Dès sa jeunesse, il ressentit l'attrait de la vie dans le monde (cf.
Ep 22, 7), mais en lui prévalut le désir et l'intérêt pour la
religion chrétienne. Après avoir reçu le Baptême vers 366, il
s'orienta vers la vie ascétique et, s'étant rendu à Aquilée, il
s'inséra dans un groupe de fervents chrétiens, qu'il définit comme
un « chœur de bienheureux » (Chron. ad ann. 374) réuni autour de
l'évêque Valérien. Il partit ensuite pour l'Orient et vécut en
ermite dans le désert de Calcide, au sud d'Alep (cf. Ep 14, 10), se
consacrant sérieusement aux études. Il perfectionna sa connaissance
du grec, commença l'étude de l'hébreu (cf. Ep 125, 12), transcrivit
des codex et des œuvres patristiques (cf. Ep 5, 2). La méditation,
la solitude, le contact avec la Parole de Dieu firent mûrir sa
sensibilité chrétienne. Il sentit de manière plus aiguë le poids de
ses expériences de jeunesse (cf. Ep 22, 7), et il ressentit vivement
l'opposition entre la mentalité païenne et la vie chrétienne : une
opposition rendue célèbre par la « vision » dramatique et vivante
dont il nous a laissé le récit. Dans celle-ci, il lui sembla être
flagellé devant Dieu, car « cicéronien et non chrétien » (Ep 22,
30).
En 382, il se transféra
à Rome : là, le pape Damase, connaissant sa réputation d'ascète et
sa compétence d'érudit, l'engagea comme secrétaire et conseiller ;
il l'encouragea à entreprendre une nouvelle traduction latine des
textes bibliques pour des raisons pastorales et culturelles.

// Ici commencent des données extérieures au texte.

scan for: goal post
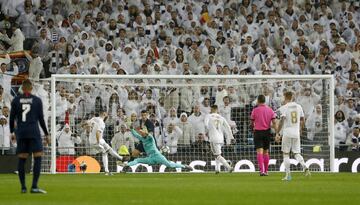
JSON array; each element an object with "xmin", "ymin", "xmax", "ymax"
[{"xmin": 48, "ymin": 74, "xmax": 335, "ymax": 174}]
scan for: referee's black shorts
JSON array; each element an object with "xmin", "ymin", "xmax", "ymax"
[{"xmin": 253, "ymin": 129, "xmax": 272, "ymax": 150}]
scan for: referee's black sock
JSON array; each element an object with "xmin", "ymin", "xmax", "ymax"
[
  {"xmin": 32, "ymin": 157, "xmax": 41, "ymax": 189},
  {"xmin": 18, "ymin": 158, "xmax": 27, "ymax": 190}
]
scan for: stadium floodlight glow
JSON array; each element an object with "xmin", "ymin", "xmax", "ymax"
[{"xmin": 48, "ymin": 75, "xmax": 335, "ymax": 174}]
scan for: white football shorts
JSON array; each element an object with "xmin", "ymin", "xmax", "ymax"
[
  {"xmin": 281, "ymin": 137, "xmax": 301, "ymax": 154},
  {"xmin": 95, "ymin": 139, "xmax": 111, "ymax": 153},
  {"xmin": 210, "ymin": 142, "xmax": 223, "ymax": 155}
]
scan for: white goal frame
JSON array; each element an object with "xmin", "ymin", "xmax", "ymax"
[{"xmin": 50, "ymin": 74, "xmax": 335, "ymax": 174}]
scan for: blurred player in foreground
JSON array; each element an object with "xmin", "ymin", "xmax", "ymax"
[{"xmin": 10, "ymin": 79, "xmax": 49, "ymax": 194}]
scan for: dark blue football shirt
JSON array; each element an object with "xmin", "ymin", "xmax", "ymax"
[{"xmin": 10, "ymin": 94, "xmax": 49, "ymax": 139}]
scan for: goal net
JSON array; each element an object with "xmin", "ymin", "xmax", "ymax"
[{"xmin": 43, "ymin": 75, "xmax": 334, "ymax": 173}]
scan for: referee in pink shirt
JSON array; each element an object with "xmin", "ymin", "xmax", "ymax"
[{"xmin": 251, "ymin": 95, "xmax": 277, "ymax": 176}]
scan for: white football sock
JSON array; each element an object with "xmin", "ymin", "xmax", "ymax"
[
  {"xmin": 109, "ymin": 148, "xmax": 123, "ymax": 160},
  {"xmin": 294, "ymin": 153, "xmax": 306, "ymax": 169},
  {"xmin": 217, "ymin": 155, "xmax": 231, "ymax": 170},
  {"xmin": 102, "ymin": 153, "xmax": 109, "ymax": 173},
  {"xmin": 284, "ymin": 155, "xmax": 290, "ymax": 176},
  {"xmin": 215, "ymin": 158, "xmax": 220, "ymax": 172}
]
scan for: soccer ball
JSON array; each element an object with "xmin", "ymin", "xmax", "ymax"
[
  {"xmin": 160, "ymin": 146, "xmax": 170, "ymax": 154},
  {"xmin": 80, "ymin": 161, "xmax": 87, "ymax": 173}
]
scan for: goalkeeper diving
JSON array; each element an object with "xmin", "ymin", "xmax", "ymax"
[{"xmin": 121, "ymin": 128, "xmax": 193, "ymax": 172}]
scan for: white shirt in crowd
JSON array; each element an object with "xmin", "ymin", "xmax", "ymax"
[
  {"xmin": 111, "ymin": 129, "xmax": 134, "ymax": 153},
  {"xmin": 0, "ymin": 115, "xmax": 10, "ymax": 150},
  {"xmin": 334, "ymin": 122, "xmax": 348, "ymax": 146},
  {"xmin": 188, "ymin": 111, "xmax": 206, "ymax": 138},
  {"xmin": 56, "ymin": 125, "xmax": 81, "ymax": 155},
  {"xmin": 177, "ymin": 115, "xmax": 195, "ymax": 146},
  {"xmin": 163, "ymin": 124, "xmax": 182, "ymax": 154}
]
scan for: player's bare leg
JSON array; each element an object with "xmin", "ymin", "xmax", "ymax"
[{"xmin": 30, "ymin": 152, "xmax": 47, "ymax": 193}]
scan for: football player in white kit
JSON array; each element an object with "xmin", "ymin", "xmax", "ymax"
[
  {"xmin": 276, "ymin": 92, "xmax": 311, "ymax": 181},
  {"xmin": 89, "ymin": 110, "xmax": 125, "ymax": 175},
  {"xmin": 204, "ymin": 105, "xmax": 235, "ymax": 174}
]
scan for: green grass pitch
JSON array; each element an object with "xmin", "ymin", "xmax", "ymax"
[{"xmin": 0, "ymin": 173, "xmax": 359, "ymax": 205}]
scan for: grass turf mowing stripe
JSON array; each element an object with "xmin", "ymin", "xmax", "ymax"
[{"xmin": 0, "ymin": 173, "xmax": 359, "ymax": 205}]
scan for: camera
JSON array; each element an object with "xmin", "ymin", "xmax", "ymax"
[
  {"xmin": 160, "ymin": 6, "xmax": 165, "ymax": 13},
  {"xmin": 336, "ymin": 66, "xmax": 342, "ymax": 71},
  {"xmin": 145, "ymin": 30, "xmax": 150, "ymax": 35},
  {"xmin": 323, "ymin": 70, "xmax": 333, "ymax": 74}
]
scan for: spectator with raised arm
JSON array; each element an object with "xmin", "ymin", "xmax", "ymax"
[{"xmin": 56, "ymin": 124, "xmax": 81, "ymax": 155}]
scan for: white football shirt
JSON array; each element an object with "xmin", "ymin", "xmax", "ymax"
[
  {"xmin": 89, "ymin": 117, "xmax": 105, "ymax": 144},
  {"xmin": 204, "ymin": 113, "xmax": 233, "ymax": 144},
  {"xmin": 280, "ymin": 102, "xmax": 304, "ymax": 139}
]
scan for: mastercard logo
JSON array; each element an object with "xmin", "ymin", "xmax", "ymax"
[
  {"xmin": 56, "ymin": 156, "xmax": 101, "ymax": 173},
  {"xmin": 72, "ymin": 156, "xmax": 101, "ymax": 173}
]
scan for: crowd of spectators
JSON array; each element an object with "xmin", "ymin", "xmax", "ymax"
[{"xmin": 1, "ymin": 0, "xmax": 360, "ymax": 155}]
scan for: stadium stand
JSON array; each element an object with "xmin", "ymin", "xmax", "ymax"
[{"xmin": 0, "ymin": 0, "xmax": 359, "ymax": 169}]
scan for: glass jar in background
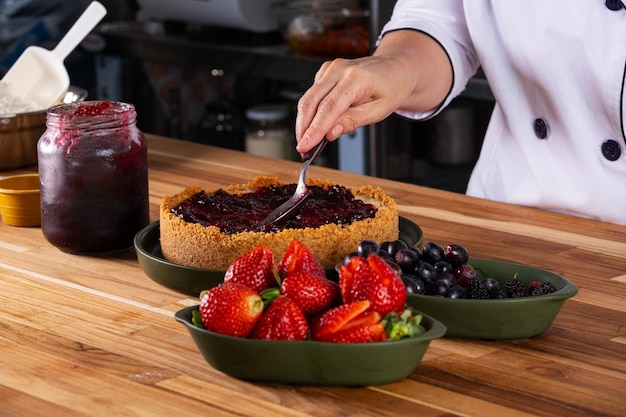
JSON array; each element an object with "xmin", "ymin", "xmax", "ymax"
[
  {"xmin": 198, "ymin": 100, "xmax": 244, "ymax": 151},
  {"xmin": 244, "ymin": 103, "xmax": 297, "ymax": 160},
  {"xmin": 37, "ymin": 101, "xmax": 150, "ymax": 254}
]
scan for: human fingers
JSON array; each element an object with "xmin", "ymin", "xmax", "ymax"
[
  {"xmin": 294, "ymin": 60, "xmax": 349, "ymax": 152},
  {"xmin": 296, "ymin": 57, "xmax": 406, "ymax": 154},
  {"xmin": 295, "ymin": 58, "xmax": 381, "ymax": 153}
]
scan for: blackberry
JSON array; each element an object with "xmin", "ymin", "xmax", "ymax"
[
  {"xmin": 505, "ymin": 278, "xmax": 526, "ymax": 298},
  {"xmin": 530, "ymin": 282, "xmax": 558, "ymax": 296},
  {"xmin": 468, "ymin": 279, "xmax": 491, "ymax": 299},
  {"xmin": 484, "ymin": 278, "xmax": 501, "ymax": 298}
]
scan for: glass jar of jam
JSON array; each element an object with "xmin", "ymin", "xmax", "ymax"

Quelques personnes de l'aristocratie romaine, en particulier des
nobles dames comme Paola, Marcella, Asella, Lea et d'autres,
souhaitant s'engager sur la voie de la perfection chrétienne et
approfondir leur connaissance de la Parole de Dieu, le choisirent
comme guide spirituel et maître dans l'approche méthodique des
textes sacrés. Ces nobles dames apprirent également le grec et
l'hébreu.
Après la mort du pape
Damase, Jérôme quitta Rome en 385 et entreprit un pèlerinage, tout
d'abord en Terre Sainte, témoin silencieux de la vie terrestre du
Christ, puis en Égypte, terre d'élection de nombreux moines (cf.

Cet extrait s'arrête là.